Figure 1.

Ag-scaffolds bind to specific T-cells via attached pMHC I and delivers co-attached co-stimulation and cytokines. (A) Schematic drawing of an Ag-scaffold comprizing a dextran backbone to which MHC class I molecules carrying peptide (pMHC), co-stimulatory molecules and cytokines can be attached. The Ag-scaffold bind to T-cells via pMHC-TCR-interaction and forms an artificial immunological synapse. (B) Binding of FITC-labeled dextran-backbone with varying amounts of pMHCs, to HLA-A0101 CMV pp65 YSE-specific T-cells (~4%). Ratios were compared in median fluorescent intensity (MFI in black) and staining index (SI in white).

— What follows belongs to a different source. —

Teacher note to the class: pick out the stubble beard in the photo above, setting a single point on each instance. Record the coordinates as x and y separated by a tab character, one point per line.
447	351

CD8⁺ T-cells were labeled with PECy5. (C) T-cell binding of a 1:10 dextran:pMHC in combination with either 5:5 or 10:10 of B7.2:IL-15. (D) Ag-scaffolds comprizing only dextran:B7.2 (1:30) or dextran:IL-15 (1:30) could not direct T-cell binding. (E) Schematic representation of a 2 week Ag-expansion where Ag-scaffold and fresh media is supplemented to the culture on day 0, 3, 7 and 10. (F) Only Ag-scaffolds (dextran:pMHC:B7.2:IL-15) containing HLA-A0101 carrying the Influenza BP VSD-peptide and not an irrelevant pMHC, could expand a population of HLA-A0101 Influenza BP VSD-specific T-cells from PBMCs from a healthy donor. Specific cells were stained with a PE/APC-tetramer. Ag-scaffolds, antigen-presenting scaffold; APC, Allophycocyanin; BP, polymerase basic protein, CMV, cytomegalovirus, dex, dextran; FITC, Fluorescein isothiocyanate; HLA, human leukocyte antigen; IL, interleukin; MHC, Major Histocompatibility Complex; PBMCs, peripheral blood mononuclear cells; PE, R-phycoerythrin; TCR, T-cell receptor; VSD, the first three aminoacids of the peptide.